Abstract
This article addresses the debate regarding indirect expropriation in the US Free Trade Agreements (FTAs). Departing from NAFTA, this study presents the main arguments that provoked a change in the usual US FTAs takings provision in order to assure that foreign investors are not granted “greater rights” than those available to US local investors. This change, achieved through a set of guidelines contained in the US Trade Act of 2002, has been applied in subsequent negotiations of FTAs between the USA and eleven countries or regional groups. Although the adjustment to US domestic standards appears as an imposition over other alternatives, it seems to offer a sound approach to a topic that lacks coherence and symmetry at the international level.

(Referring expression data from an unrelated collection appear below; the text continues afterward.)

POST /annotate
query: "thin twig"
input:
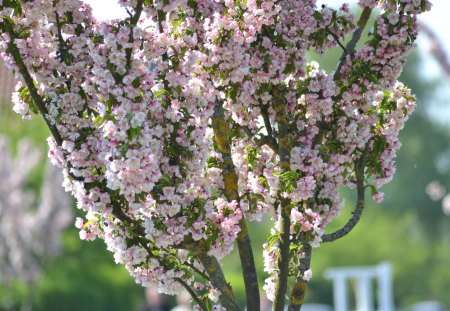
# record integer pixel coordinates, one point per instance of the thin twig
(193, 294)
(284, 151)
(299, 289)
(215, 272)
(222, 138)
(349, 49)
(23, 70)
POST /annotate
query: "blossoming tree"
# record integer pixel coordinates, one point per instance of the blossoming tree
(180, 123)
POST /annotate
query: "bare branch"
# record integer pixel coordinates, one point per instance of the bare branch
(230, 177)
(38, 100)
(359, 172)
(193, 294)
(284, 151)
(299, 288)
(349, 49)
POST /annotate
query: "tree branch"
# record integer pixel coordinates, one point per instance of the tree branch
(193, 294)
(222, 139)
(133, 22)
(299, 289)
(360, 165)
(284, 151)
(23, 70)
(217, 277)
(349, 49)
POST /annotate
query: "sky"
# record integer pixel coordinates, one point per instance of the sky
(437, 19)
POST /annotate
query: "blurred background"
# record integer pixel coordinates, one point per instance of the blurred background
(410, 229)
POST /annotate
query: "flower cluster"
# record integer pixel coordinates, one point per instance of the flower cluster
(137, 107)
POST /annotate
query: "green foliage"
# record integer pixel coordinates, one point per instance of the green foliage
(86, 278)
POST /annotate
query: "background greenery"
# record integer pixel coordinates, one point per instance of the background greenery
(407, 229)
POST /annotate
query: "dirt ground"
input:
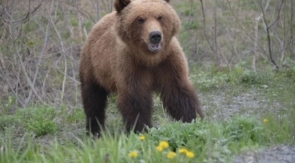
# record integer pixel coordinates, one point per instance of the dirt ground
(248, 103)
(278, 154)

The study presents a further analytical review of the relevant provisions of the U.S.-Chile and U.S.-Singapore FTAs, the first two treaties containing the new approach. It concludes that the problems of the expropriation provision of NAFTA have been confronted but only partly solved. This conclusion is reached after comparing the new provisions with the principles and standards of the Fifth Amendment of the US Constitution and its jurisprudential developments. Finally, this article advocates the process of enhancement of the norm in future negotiations while it presents a non-exhaustive list of domestic policies that might be considered by host states to strengthen their own institutions and legal systems before the entry into force of an FTA containing indirect expropriation protections.